I think what is lacking from open source is reciprocity. Traditional copyright is extreme in that it reserve almost all rights. Open source is extreme in that is reserve almost no rights. The result is the same, the middle men gets all the power.

It isn't going to happen though. Because what is going to happen already is and it isn't that.
sohtym
·3 ปีที่แล้ว·discuss
Mainly because interest rates are lower. In the US the mortgage rate is ~7%, in at least some countries in northern Europe it is ~3%. And it used to be 1-2% recently.
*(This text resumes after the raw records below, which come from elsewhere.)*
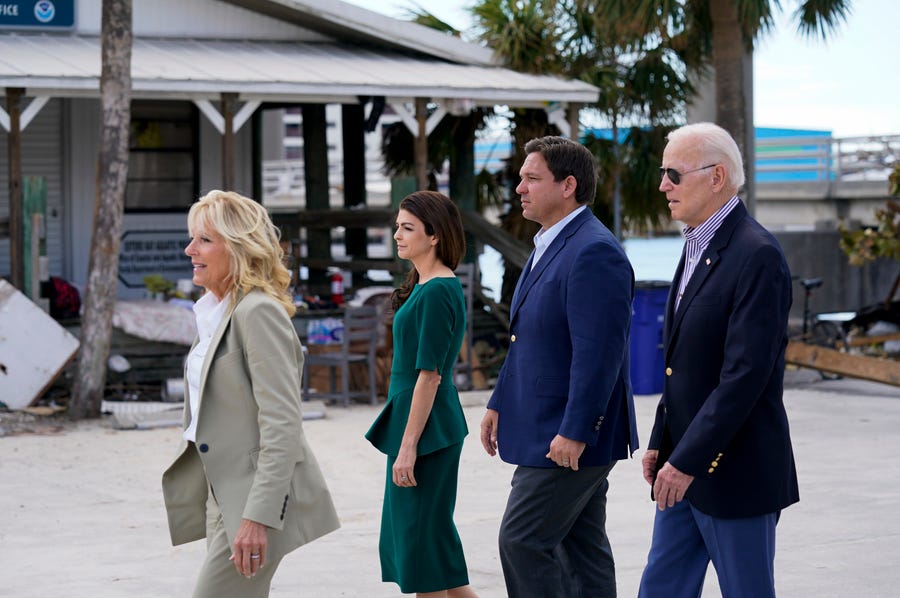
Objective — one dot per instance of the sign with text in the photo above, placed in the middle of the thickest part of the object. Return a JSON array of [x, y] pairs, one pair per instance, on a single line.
[[37, 14], [153, 252]]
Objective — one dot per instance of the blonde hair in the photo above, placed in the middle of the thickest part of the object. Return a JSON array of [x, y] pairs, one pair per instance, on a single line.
[[252, 241]]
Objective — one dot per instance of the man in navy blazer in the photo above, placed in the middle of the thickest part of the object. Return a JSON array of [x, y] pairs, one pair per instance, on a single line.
[[562, 408], [719, 460]]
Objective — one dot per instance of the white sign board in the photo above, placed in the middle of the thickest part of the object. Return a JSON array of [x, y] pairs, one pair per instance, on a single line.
[[34, 348]]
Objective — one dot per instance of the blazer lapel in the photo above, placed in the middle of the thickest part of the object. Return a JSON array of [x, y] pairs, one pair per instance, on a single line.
[[517, 294], [527, 281], [213, 345]]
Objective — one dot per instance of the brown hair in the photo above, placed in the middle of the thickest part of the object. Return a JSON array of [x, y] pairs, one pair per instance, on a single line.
[[442, 219], [565, 157], [252, 241]]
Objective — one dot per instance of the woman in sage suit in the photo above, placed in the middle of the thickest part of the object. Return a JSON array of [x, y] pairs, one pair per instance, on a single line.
[[422, 426], [245, 478]]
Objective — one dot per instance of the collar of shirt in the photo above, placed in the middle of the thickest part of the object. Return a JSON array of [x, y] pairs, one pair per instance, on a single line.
[[543, 238], [208, 311], [696, 240]]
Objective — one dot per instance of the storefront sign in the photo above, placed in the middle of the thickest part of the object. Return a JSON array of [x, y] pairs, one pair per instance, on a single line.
[[37, 14], [153, 252]]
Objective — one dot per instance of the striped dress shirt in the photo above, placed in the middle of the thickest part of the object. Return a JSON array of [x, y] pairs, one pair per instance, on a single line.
[[696, 240]]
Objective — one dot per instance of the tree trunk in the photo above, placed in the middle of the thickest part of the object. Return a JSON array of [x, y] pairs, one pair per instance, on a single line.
[[16, 225], [112, 174], [420, 145], [732, 60]]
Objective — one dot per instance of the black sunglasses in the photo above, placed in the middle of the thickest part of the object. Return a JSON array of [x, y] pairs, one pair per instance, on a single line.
[[675, 176]]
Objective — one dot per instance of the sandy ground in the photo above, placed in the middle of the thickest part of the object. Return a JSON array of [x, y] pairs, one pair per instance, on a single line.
[[81, 511]]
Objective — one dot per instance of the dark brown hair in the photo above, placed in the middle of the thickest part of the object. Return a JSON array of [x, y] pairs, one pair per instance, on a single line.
[[565, 157], [442, 219]]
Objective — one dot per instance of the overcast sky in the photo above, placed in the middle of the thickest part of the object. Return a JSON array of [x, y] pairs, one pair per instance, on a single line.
[[848, 85]]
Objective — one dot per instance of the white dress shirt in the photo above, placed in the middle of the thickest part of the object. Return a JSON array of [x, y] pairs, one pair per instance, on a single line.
[[209, 312]]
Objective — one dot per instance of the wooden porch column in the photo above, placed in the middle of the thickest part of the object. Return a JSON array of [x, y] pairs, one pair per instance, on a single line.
[[354, 142], [315, 172], [462, 172], [14, 97], [420, 145], [229, 102]]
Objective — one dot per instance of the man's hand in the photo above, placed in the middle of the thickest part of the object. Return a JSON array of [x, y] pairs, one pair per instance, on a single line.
[[249, 554], [670, 486], [565, 452], [489, 432], [648, 462]]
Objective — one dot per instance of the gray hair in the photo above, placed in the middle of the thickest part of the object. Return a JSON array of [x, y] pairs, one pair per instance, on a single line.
[[715, 145]]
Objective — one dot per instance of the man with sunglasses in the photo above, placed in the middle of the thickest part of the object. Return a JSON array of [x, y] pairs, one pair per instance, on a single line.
[[719, 459], [562, 410]]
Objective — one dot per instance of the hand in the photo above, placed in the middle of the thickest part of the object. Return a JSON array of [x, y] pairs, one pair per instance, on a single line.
[[249, 554], [648, 462], [565, 452], [402, 472], [489, 432], [670, 486]]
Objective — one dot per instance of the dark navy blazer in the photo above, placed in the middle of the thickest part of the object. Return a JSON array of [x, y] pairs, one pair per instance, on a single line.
[[567, 370], [721, 417]]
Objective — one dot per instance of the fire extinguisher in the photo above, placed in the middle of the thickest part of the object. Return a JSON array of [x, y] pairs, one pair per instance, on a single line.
[[337, 287]]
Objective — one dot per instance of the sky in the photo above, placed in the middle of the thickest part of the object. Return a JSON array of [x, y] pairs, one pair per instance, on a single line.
[[847, 85]]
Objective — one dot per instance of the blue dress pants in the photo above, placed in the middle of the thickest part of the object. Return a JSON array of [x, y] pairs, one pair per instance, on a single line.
[[686, 540]]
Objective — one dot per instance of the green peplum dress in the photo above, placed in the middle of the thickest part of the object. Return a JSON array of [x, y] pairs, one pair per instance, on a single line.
[[419, 546]]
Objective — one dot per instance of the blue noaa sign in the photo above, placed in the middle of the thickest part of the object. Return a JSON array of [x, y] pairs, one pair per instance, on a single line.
[[37, 14]]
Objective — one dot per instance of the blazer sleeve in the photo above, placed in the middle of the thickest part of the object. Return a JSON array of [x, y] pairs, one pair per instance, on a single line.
[[753, 345], [273, 360], [599, 292]]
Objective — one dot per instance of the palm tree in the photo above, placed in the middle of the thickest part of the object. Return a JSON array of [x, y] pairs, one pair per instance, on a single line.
[[725, 31], [112, 173]]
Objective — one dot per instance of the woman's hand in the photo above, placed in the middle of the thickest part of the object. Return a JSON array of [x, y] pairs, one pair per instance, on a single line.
[[249, 554], [404, 465]]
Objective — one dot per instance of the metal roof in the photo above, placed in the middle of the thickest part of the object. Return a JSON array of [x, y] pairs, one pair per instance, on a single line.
[[69, 65], [345, 21]]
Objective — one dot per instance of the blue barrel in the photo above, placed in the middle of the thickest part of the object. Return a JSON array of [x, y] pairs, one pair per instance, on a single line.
[[647, 360]]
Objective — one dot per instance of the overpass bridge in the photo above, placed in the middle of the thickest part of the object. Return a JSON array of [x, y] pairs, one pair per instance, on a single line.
[[816, 181]]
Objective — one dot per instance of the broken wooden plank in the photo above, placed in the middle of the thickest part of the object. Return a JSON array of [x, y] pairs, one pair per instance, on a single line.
[[864, 367], [34, 348]]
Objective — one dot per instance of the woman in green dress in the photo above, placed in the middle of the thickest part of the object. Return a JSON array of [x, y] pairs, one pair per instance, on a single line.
[[422, 426]]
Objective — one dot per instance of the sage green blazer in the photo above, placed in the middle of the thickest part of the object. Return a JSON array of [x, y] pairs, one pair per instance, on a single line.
[[250, 446]]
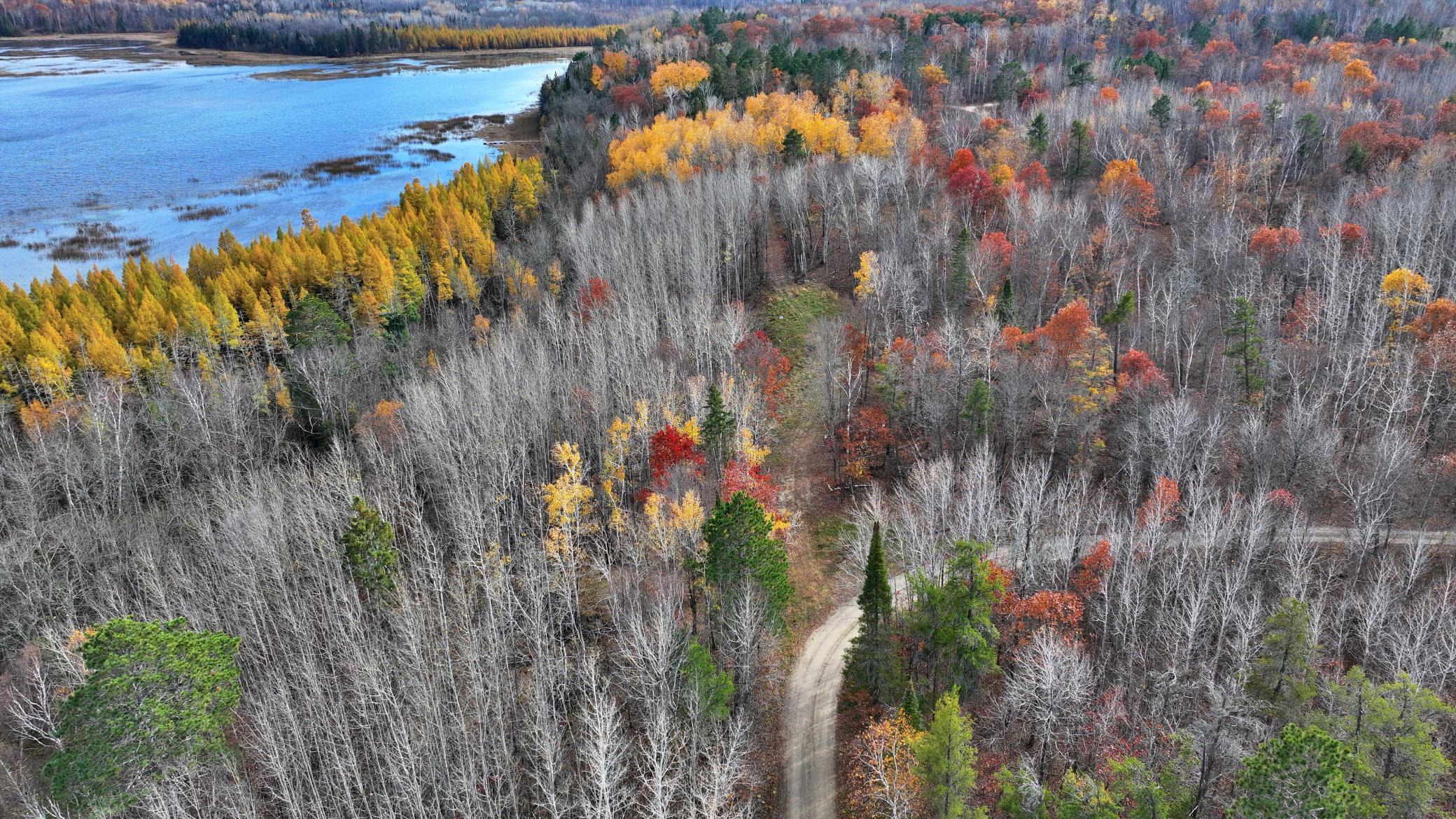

This however doesn't mean there aren't also a lot of inequality in Europe.
sohtym
·3 ปีที่แล้ว·discuss
$40k is less than the average salary in Sweden while $350k is probably at least top 5% in the US (even without all the very relevant differences).

Sweden for the most part sucks these days but part of that is the idea that you can lounge through some average free education and then get $350k while leaving early on Fridays.

Yes, some Americans are born wealthy and some have a lot of privilege. Everyone else, at least that I've known, works at it. Often for 15 years. Then they might get $350k, or laid off.